Sangat ketakutan, Osman memerintahkan Dilavera Pasha untuk diserahkan kepada pemberontak. Mereka menemukannya, membawanya keluar dari gerbang, di mana dia segera dipotong-potong. Sultan mengumumkan bahwa dia tidak akan pergi ke Asia, namun, dia tidak sepenuhnya menyadari keseriusan situasi. Dia menolak untuk menyingkirkan Suleiman Agha dan Omer Effendi, seperti yang diminta Janissari.

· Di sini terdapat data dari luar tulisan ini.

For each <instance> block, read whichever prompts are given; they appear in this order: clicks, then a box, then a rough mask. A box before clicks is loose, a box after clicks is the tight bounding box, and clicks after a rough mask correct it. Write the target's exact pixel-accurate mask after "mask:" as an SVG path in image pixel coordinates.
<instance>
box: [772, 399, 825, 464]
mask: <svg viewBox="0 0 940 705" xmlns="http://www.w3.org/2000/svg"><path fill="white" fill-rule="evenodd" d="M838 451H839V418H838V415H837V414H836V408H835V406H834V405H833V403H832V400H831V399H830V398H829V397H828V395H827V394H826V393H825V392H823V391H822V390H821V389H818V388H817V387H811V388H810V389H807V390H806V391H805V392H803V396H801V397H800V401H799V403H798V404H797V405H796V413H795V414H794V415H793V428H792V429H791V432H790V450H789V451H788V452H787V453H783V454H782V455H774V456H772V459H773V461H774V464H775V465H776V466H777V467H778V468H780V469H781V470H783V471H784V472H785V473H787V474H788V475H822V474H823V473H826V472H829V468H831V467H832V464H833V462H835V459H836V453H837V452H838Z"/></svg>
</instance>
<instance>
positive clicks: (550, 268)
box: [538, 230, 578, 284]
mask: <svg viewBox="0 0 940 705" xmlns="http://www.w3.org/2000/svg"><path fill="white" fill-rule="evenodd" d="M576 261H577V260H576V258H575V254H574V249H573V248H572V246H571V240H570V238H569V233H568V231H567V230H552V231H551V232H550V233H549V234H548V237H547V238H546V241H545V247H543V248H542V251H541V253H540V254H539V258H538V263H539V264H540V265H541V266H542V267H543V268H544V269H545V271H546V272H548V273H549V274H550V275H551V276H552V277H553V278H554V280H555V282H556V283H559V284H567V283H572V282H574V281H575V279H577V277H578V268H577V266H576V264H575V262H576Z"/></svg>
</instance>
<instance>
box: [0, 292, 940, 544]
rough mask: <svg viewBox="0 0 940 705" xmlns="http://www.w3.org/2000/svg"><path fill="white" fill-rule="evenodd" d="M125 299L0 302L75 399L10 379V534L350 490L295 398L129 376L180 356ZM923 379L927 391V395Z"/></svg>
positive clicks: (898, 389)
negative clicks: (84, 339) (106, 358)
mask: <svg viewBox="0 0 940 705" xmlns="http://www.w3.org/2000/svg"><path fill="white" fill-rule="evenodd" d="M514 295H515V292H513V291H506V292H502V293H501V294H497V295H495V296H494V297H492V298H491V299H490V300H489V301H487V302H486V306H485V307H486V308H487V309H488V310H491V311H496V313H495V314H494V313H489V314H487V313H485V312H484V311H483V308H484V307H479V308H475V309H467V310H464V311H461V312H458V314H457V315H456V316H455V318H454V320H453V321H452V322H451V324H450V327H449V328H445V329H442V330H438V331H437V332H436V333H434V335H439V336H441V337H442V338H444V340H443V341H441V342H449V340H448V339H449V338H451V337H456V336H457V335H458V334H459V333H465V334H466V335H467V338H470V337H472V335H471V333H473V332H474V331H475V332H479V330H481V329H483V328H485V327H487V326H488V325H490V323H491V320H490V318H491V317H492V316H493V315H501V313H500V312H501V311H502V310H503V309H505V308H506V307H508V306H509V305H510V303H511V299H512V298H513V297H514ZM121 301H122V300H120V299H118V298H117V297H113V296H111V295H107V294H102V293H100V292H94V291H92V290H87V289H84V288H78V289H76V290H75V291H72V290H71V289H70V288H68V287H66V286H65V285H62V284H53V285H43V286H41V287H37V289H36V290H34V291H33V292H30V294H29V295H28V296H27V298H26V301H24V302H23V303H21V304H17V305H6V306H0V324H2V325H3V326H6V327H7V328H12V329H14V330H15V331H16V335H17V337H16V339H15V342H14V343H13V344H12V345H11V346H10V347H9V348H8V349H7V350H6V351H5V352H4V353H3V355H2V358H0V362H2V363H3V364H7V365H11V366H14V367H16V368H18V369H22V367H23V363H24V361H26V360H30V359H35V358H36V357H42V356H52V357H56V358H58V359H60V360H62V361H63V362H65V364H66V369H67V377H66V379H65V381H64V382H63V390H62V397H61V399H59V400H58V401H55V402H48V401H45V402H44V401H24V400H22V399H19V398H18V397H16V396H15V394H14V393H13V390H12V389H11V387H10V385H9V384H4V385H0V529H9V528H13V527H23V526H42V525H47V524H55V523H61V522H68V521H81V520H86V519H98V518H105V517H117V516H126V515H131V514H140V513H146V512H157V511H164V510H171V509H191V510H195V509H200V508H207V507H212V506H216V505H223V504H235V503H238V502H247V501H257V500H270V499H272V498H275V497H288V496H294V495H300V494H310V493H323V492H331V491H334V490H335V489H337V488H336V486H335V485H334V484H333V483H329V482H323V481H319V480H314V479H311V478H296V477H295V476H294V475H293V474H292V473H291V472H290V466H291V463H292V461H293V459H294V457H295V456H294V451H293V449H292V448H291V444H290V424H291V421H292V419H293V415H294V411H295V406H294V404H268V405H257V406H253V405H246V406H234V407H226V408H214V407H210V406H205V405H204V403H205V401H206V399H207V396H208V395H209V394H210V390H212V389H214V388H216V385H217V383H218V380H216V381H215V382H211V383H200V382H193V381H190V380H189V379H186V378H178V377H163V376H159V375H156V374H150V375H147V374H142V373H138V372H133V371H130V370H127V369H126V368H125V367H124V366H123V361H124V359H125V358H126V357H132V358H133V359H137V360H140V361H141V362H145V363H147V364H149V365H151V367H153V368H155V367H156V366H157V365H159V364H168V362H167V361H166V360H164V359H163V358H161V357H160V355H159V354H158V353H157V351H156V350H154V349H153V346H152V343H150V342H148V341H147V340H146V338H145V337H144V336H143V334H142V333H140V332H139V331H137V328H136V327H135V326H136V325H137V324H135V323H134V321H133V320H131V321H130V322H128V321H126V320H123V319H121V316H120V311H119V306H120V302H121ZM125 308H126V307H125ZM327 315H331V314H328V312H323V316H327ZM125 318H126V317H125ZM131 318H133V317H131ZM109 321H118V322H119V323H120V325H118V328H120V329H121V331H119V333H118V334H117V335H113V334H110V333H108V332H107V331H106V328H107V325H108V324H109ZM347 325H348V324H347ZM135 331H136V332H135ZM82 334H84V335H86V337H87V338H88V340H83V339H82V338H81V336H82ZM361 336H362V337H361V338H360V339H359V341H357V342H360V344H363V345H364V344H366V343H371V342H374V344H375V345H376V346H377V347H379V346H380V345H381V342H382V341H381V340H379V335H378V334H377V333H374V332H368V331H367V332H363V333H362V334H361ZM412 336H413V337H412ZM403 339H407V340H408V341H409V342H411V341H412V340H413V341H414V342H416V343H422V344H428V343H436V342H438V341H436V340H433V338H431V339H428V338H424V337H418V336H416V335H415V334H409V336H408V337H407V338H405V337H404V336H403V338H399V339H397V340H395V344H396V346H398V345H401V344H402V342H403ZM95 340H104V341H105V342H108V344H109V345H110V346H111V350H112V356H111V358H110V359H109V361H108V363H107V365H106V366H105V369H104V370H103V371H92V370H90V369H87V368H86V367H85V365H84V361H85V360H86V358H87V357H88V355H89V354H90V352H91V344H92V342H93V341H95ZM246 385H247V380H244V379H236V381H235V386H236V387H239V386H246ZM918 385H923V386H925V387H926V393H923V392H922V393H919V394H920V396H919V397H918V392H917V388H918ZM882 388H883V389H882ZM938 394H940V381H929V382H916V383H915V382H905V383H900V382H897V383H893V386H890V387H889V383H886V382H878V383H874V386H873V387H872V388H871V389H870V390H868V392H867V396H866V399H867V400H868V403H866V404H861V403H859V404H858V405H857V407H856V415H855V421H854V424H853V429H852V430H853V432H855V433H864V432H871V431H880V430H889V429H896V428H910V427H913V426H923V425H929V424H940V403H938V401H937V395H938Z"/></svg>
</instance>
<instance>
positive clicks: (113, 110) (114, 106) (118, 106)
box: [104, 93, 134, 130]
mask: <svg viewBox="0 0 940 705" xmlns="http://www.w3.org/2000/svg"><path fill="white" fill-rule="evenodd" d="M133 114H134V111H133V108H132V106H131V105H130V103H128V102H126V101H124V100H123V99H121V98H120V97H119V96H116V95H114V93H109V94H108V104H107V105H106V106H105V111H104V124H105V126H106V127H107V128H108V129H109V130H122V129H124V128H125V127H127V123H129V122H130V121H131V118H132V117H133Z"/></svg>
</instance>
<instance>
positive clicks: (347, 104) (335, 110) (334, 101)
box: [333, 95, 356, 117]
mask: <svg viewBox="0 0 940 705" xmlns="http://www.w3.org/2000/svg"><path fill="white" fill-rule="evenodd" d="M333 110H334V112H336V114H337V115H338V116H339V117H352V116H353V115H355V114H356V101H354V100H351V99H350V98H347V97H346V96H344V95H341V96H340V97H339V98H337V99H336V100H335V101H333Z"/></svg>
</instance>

Sementara itu, mereka menerobos masuk ke halaman kompleks istana Topkapi. Pada saat yang sama, kepala kasim dan wazir agung, yang mencoba menghalangi jalan mereka, hancur berkeping-keping. Osman bersembunyi di tempat persembunyian, tetapi mereka menemukannya dan, berpakaian compang-camping, menyeretnya ke seluruh kota dengan menunggang kuda, menyertai trik ini dengan ejekan dan ejekan.
Pembunuhan Sultan
Osman, menoleh ke Janissari, memohon belas kasihan, meminta untuk tidak mengambil nyawanya. Sebagai tanggapan, dia mendengar bahwa mereka tidak menginginkan darahnya. Tetapi pada saat yang sama mereka segera mencoba membunuhnya. Menurut ingatan salah satu saksi mata, kepala pembuat senjata melemparkan tali di lehernya untuk mencekiknya, tetapi pada saat yang sama dua Janissari lainnya mencegahnya.
Ada bukti bahwa Davut Pasha muncul di masjid Orta-Jami, tempat Osman dibawa, dengan tali di tangannya. Namun mantan sultan mengingatkan para pemberontak yang mengelilinginya bahwa dia telah memaafkan Davut Pasha beberapa kali atas kejahatan yang telah dia lakukan. Dan kemudian militer tidak mengizinkan tawanan untuk dibunuh di wilayah masjid.
Digulingkanpenguasa dipindahkan ke benteng Istanbul Yedikule. Di sana, keesokan harinya, yaitu tanggal 20 Mei 1622, dia dibunuh. Mustafa I yang tidak sehat mentalnya ternyata menjadi sultan untuk kedua kalinya, dan Davud Pasha menggantikan Wazir Agung.